Credit: Edward Parker/Alamy

Proprotein convertase subtilisin kexin type 9 (PCSK9) inhibits the clearance of cholesterol from the blood by decreasing the density of low-density lipoprotein receptors (LDLRs) on hepatic cells. During infection, these receptors are also involved in the removal of bacterial lipids, such as lipopolysaccharide (LPS), from the circulation. Such lipids are thought to have a key role in initiating the uncontrolled systemic inflammatory response in sepsis. Now, Walley et al. show that promoting clearance of such lipids by inhibiting PCSK9 could be a novel therapeutic approach for sepsis.

6 hours after the LPS injection, Pcsk9−/− mice had much lower levels of systemic LPS

The authors first demonstrated that systemic levels of cytokines and chemokines after intraperitoneal injection of LPS were lower in Pcsk9−/− mice than in wild-type mice (WTs). Hypothermia and cardiac effects induced by LPS were also attenuated in Pcsk9 knockouts. Notably, 6 hours after the LPS injection, Pcsk9−/− mice had much lower levels of systemic LPS, indicating more-rapid removal of the toxin from the circulation.

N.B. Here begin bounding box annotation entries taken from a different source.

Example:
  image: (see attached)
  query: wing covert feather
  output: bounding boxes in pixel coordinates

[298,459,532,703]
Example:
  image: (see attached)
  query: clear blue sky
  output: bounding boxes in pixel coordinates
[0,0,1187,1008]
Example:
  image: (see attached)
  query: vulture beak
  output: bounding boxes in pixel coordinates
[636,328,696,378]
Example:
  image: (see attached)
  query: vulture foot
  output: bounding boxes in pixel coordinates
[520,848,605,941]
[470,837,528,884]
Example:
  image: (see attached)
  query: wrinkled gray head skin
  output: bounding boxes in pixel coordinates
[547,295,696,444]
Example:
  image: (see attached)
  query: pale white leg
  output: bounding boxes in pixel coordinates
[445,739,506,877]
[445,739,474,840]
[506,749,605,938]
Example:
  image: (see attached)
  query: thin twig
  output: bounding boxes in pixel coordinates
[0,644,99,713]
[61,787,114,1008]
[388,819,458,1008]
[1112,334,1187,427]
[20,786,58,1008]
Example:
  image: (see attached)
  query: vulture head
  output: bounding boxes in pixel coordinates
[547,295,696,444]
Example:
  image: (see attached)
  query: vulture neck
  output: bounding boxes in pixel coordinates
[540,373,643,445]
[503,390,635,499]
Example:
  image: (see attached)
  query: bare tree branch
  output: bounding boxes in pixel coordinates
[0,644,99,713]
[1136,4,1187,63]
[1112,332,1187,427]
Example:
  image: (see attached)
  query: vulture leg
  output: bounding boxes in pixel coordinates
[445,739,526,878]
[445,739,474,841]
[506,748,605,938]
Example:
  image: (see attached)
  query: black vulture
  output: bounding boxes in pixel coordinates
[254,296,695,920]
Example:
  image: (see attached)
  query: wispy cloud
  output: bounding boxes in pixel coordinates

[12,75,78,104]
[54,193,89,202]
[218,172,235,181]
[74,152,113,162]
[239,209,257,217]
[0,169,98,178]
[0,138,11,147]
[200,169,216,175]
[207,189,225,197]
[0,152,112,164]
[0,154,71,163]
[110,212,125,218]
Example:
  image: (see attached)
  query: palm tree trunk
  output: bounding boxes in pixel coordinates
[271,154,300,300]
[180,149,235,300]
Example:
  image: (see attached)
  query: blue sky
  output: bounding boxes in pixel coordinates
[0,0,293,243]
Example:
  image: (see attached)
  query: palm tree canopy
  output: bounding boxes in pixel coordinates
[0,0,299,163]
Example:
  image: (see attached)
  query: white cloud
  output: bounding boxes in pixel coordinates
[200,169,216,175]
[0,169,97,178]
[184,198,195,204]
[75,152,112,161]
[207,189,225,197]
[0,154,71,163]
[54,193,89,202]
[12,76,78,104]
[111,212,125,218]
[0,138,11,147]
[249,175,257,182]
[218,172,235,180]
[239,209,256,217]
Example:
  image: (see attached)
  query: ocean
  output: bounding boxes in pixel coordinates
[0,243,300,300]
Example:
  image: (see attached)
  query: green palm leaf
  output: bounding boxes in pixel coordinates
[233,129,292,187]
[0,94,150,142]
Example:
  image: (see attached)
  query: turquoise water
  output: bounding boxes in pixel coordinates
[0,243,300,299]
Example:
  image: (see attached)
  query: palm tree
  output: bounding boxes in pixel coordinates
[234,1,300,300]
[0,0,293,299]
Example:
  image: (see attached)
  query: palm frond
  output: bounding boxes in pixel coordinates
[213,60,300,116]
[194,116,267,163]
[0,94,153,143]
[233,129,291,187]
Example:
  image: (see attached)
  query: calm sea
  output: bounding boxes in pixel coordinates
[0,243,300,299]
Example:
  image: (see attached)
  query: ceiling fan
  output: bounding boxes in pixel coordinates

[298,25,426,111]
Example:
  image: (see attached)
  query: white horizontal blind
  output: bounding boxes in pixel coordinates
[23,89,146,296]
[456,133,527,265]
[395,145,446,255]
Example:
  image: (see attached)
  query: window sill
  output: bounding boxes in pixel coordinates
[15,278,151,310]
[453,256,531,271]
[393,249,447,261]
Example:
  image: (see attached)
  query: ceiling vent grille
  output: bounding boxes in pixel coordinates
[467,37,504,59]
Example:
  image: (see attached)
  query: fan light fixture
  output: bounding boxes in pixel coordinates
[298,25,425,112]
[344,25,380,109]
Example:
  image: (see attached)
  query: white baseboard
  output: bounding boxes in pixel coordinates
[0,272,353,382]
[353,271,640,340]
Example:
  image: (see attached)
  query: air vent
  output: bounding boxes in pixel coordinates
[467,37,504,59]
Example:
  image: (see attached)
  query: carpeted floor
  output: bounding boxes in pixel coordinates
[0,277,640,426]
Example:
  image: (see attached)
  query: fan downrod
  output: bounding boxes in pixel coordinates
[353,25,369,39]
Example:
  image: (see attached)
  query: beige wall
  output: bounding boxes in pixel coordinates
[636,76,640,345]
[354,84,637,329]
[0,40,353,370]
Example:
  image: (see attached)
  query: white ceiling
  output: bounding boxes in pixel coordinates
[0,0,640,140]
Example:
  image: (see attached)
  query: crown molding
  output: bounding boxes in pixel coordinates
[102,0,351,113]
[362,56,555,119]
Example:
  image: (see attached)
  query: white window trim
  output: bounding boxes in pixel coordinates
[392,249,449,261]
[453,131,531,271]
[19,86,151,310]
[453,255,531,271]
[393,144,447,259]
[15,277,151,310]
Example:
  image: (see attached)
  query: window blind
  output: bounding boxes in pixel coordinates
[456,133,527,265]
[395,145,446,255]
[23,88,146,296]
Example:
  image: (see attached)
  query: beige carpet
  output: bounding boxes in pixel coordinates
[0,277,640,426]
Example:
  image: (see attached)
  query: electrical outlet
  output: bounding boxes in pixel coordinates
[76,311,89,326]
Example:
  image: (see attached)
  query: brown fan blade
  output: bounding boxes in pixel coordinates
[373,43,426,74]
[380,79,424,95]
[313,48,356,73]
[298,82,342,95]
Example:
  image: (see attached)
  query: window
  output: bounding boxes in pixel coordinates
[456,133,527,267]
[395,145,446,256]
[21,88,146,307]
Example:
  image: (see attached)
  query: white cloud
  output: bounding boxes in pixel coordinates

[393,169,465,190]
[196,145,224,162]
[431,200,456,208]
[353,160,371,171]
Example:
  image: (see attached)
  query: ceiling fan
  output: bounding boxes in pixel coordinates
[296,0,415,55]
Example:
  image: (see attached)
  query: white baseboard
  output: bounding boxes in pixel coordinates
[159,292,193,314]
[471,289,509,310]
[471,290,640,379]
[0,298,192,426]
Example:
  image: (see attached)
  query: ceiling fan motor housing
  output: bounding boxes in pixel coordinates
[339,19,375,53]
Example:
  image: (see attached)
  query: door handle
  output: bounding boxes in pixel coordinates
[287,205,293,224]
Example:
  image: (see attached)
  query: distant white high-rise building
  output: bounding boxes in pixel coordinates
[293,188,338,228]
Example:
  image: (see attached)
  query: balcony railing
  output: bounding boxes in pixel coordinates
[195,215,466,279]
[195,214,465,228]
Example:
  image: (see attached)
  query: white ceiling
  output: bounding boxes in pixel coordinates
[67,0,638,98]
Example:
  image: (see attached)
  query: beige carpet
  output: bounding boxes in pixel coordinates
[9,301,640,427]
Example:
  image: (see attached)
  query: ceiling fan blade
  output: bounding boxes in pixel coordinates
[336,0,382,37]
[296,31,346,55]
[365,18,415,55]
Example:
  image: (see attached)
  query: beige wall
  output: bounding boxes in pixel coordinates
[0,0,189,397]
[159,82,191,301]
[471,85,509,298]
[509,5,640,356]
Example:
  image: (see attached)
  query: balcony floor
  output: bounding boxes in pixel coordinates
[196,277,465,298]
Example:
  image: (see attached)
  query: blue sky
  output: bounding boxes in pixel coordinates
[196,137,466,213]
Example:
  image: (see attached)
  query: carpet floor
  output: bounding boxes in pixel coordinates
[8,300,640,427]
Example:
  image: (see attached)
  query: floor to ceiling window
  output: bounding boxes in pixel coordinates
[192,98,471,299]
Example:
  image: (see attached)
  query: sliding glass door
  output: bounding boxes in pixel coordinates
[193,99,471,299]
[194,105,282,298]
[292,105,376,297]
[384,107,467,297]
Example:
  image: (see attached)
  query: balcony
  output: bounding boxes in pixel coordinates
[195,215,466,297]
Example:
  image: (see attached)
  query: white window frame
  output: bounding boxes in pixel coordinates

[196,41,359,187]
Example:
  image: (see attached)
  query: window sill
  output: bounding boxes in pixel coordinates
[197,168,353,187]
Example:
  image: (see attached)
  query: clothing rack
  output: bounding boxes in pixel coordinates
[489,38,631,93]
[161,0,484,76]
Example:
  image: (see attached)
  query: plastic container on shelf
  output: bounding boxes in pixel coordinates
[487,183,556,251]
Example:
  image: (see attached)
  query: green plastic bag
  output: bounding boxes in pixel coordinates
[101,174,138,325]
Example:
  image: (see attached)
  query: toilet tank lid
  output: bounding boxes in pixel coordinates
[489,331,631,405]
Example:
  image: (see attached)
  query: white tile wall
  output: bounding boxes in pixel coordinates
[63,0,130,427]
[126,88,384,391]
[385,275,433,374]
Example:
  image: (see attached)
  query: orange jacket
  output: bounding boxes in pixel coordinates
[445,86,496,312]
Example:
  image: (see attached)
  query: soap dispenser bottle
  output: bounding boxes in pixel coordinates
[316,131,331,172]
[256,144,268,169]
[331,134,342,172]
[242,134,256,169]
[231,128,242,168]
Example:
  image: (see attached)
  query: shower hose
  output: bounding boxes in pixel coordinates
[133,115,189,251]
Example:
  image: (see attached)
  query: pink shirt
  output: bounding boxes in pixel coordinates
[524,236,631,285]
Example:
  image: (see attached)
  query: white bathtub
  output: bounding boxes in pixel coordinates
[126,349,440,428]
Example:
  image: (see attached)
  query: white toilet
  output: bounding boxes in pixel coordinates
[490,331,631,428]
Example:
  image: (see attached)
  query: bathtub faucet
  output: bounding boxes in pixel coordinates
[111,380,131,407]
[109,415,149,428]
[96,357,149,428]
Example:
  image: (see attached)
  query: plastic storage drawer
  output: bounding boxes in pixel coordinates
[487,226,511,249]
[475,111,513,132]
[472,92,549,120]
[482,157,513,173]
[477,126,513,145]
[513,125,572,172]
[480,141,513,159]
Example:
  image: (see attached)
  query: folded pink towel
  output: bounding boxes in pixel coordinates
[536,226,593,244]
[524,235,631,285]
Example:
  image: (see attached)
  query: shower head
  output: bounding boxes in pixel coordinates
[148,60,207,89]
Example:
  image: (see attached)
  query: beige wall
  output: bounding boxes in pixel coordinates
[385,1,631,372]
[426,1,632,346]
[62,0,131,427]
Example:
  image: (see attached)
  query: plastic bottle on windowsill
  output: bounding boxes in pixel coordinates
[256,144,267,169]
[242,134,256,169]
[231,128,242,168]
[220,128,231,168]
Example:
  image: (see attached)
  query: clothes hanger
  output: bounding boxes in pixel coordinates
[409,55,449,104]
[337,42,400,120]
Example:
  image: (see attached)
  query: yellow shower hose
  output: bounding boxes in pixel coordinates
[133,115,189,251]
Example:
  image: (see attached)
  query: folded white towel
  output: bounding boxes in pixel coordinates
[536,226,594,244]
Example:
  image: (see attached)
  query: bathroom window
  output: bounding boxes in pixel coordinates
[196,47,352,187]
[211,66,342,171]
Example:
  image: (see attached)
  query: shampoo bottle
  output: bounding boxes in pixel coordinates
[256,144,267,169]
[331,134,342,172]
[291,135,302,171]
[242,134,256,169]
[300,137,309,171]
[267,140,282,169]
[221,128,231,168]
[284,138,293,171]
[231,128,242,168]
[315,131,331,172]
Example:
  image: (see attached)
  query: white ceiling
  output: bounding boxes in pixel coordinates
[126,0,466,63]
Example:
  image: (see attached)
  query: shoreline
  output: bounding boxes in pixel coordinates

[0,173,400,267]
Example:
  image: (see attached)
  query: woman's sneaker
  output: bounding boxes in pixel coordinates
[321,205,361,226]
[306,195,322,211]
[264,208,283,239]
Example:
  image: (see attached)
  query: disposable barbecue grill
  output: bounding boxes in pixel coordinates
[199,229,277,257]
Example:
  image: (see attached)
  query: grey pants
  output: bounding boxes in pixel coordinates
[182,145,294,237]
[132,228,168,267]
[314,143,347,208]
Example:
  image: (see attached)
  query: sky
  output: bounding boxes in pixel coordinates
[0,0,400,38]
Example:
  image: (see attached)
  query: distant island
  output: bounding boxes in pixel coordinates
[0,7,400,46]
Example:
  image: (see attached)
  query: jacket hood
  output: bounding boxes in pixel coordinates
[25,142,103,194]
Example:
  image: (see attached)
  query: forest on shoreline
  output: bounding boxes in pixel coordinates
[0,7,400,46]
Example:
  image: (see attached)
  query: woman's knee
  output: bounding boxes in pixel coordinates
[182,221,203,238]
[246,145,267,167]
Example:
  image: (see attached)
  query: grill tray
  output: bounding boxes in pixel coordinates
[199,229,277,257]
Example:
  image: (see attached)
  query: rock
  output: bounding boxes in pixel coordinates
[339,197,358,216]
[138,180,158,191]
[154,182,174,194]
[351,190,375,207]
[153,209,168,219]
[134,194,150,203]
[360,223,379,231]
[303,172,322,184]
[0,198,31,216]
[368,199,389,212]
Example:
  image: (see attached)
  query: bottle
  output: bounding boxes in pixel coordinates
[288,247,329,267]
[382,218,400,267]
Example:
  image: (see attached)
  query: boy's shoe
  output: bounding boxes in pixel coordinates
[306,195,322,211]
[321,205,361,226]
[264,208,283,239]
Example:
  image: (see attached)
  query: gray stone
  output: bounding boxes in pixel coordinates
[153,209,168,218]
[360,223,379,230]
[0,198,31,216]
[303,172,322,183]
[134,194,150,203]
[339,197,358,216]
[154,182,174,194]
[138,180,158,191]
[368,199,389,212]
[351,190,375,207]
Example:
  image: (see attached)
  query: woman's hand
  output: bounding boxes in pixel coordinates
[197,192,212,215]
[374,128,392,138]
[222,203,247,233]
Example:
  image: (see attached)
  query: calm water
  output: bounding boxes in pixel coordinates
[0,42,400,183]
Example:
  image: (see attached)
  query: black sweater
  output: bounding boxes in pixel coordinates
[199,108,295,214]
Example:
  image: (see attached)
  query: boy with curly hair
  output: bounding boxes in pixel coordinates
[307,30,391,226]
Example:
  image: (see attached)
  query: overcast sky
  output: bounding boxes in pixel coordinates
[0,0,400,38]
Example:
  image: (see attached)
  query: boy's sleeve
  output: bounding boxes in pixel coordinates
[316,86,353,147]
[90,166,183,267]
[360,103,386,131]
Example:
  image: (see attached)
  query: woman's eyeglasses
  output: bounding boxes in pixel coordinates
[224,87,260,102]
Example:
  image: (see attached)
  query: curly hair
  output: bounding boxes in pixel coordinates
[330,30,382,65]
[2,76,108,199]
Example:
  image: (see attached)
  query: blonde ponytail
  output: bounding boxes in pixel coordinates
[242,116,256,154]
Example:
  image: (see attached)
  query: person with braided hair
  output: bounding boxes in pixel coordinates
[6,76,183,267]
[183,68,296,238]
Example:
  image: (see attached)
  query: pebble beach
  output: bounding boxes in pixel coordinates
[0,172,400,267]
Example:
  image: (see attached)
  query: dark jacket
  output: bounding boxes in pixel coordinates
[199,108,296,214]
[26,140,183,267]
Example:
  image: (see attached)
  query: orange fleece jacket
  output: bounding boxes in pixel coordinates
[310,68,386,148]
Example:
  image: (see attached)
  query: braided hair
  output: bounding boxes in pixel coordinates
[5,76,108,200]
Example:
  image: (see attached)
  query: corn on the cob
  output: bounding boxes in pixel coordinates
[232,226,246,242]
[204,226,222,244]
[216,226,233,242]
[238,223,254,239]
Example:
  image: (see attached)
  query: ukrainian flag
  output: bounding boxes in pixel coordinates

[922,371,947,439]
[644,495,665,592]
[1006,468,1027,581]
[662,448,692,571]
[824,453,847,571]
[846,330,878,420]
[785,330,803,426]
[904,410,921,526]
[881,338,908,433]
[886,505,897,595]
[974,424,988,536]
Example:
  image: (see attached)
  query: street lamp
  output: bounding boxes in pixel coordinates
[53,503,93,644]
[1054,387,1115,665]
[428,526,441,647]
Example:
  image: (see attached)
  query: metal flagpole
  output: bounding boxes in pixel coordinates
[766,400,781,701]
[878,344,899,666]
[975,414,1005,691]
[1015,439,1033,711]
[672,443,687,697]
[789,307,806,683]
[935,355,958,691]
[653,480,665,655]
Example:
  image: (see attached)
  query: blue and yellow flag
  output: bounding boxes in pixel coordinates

Next, the authors tested the effects of a PCSK9-specific antibody in a mouse model of sepsis called caecal ligation and puncture (CLP). Administration of the antibody after CLP attenuated cytokine and chemokine production, reduced bacterial growth in the lungs and, importantly, increased survival.

The authors studied human genetic data from two cohorts who had been treated for sepsis and found that individuals with at least one loss-of-function (LOF) or gain-of-function (GOF) allele of PCSK9 were more likely or less likely to have survived, respectively. Moreover, healthy individuals carrying a LOF PCSK9 mutation produced less interleukin-6 in response to an injection of LPS than did individuals without a LOF mutation. These results imply that, during sepsis, LOF mutations of PCSK9 may be beneficial, whereas GOF mutations may be detrimental.

To investigate the importance of the effects of PCSK9 on LDLRs during sepsis, Ldlr−/− mice were pretreated with berberine (which prevents the expression of PCSK9 mRNA) before injection of LPS. Berberine-treated WTs showed an attenuation of sepsis symptoms, but this effect of berberine was abrogated in Ldlr−/− mice. This suggests that, during sepsis, PCSK9 inhibits the clearance of pathogenic lipids by decreasing LDLR activity.

Together, these results provide evidence that, by negatively regulating LDLR function, PCSK9 inhibits the clearance of pathogenic lipids from the circulation and thereby worsens the outcome of sepsis. Antibodies against PCSK9, several of which are nearing approval for cardiovascular disease based on their ability to lower LDL cholesterol levels, might therefore also prove useful in this indication.